Au tout début de la guerre en Ukraine, de nombreux observateurs estimaient que la Russie allait renforcer sa position de leader sur le marché mondial du fait de la baisse de la production ukrainienne, alors cinquième exportateur mondial. Mais un an plus tard, le constat n'est pas aussi clair. En tout cas pour le moment.

Le pays le plus vaste de la planète est, depuis 2018, le premier exportateur de blé au monde, devant le Canada, les Etats-Unis, la France et l’Ukraine. Selon plusieurs sources (le département américain de l'agriculture ou encore l'Observatoire de la complexité économique, la part de marché de la Russie atteignait en 2020 19,5%.

La Russie a-t-elle profité de la faiblesse de l'Ukraine qui représentait avant le conflit entre 9 et 10% des exportations mondiales? Difficile à dire.

L'Ukraine a pu s'appuyer sur ses stocks

D'abord, la Russie a décidé de ne plus publier ses chiffres d'exportations de douanes, donc on ne connaît pas les volumes d'exportations", souligne pour BFM Business, Sébastien Poncelet, Directeur du Développement au sein du cabinet d'études Agritel, spécialisé dans le marché des grains.
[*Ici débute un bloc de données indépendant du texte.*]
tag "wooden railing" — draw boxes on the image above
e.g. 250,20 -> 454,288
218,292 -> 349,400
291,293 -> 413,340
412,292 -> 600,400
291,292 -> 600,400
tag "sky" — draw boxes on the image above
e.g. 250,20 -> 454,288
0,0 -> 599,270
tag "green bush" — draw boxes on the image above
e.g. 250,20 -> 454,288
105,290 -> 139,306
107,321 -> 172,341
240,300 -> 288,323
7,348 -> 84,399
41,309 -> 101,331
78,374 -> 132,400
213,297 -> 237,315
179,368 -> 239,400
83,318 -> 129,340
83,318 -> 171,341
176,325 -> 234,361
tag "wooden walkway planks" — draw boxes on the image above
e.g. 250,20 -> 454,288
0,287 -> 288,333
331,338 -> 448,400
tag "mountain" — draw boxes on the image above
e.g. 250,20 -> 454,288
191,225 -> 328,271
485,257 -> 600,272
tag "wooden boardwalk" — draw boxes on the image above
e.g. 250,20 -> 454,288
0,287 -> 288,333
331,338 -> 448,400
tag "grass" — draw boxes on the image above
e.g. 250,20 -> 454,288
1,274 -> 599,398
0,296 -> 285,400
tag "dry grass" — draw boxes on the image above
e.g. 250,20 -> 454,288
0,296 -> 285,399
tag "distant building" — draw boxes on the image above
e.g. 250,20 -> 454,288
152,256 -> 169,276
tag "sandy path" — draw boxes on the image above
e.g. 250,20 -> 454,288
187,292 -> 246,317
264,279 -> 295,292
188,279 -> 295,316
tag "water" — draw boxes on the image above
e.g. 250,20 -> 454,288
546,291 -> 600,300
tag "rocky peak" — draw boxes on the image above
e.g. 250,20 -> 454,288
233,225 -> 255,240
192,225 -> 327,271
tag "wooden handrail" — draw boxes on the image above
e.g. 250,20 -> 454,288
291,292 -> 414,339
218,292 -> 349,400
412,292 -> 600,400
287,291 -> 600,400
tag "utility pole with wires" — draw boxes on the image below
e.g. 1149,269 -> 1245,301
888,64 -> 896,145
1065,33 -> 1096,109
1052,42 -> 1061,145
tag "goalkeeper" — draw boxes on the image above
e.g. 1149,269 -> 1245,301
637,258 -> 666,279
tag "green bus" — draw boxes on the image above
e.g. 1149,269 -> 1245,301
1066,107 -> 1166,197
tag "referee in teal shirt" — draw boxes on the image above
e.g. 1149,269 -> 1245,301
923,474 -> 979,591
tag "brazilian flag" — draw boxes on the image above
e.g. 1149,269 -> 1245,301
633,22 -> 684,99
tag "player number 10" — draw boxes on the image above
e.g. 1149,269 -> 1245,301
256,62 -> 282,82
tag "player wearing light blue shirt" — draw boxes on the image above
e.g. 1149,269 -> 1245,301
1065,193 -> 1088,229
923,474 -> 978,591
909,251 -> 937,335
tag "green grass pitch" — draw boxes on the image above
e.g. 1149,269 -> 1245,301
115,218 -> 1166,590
Une chose est sûre, le conflit a fait baisser la production céréalière en Ukraine. "La production de blé s'est hissée à 21 millions de tonnes en 2022. C'est effectivement un peu en dessous de la moyenne observée sur les cinq dernières années qui tourne autour de 27 millions de tonnes" poursuit le spécialiste.

"Mais elle disposait de stocks très importants -de l'ordre de 6 millions de tonnes- qui ont pu sortir grâce à l'accord 'Green Deal" et son corridor d'export signé avec la Russie sous les auspices turcs. Cette saison, l'Ukraine devrait sortir 15,4 millions de tonnes de blé contre une moyenne de 18 millions lors des cinq dernières années".

Bref, sur 2022/2023 (la saison débute chaque 1er juillet), le potentiel d'exportation ukrainien n'a pas été si entamé que ça. En tout cas bien moins que ce que craignaient les spécialistes au début de la guerre.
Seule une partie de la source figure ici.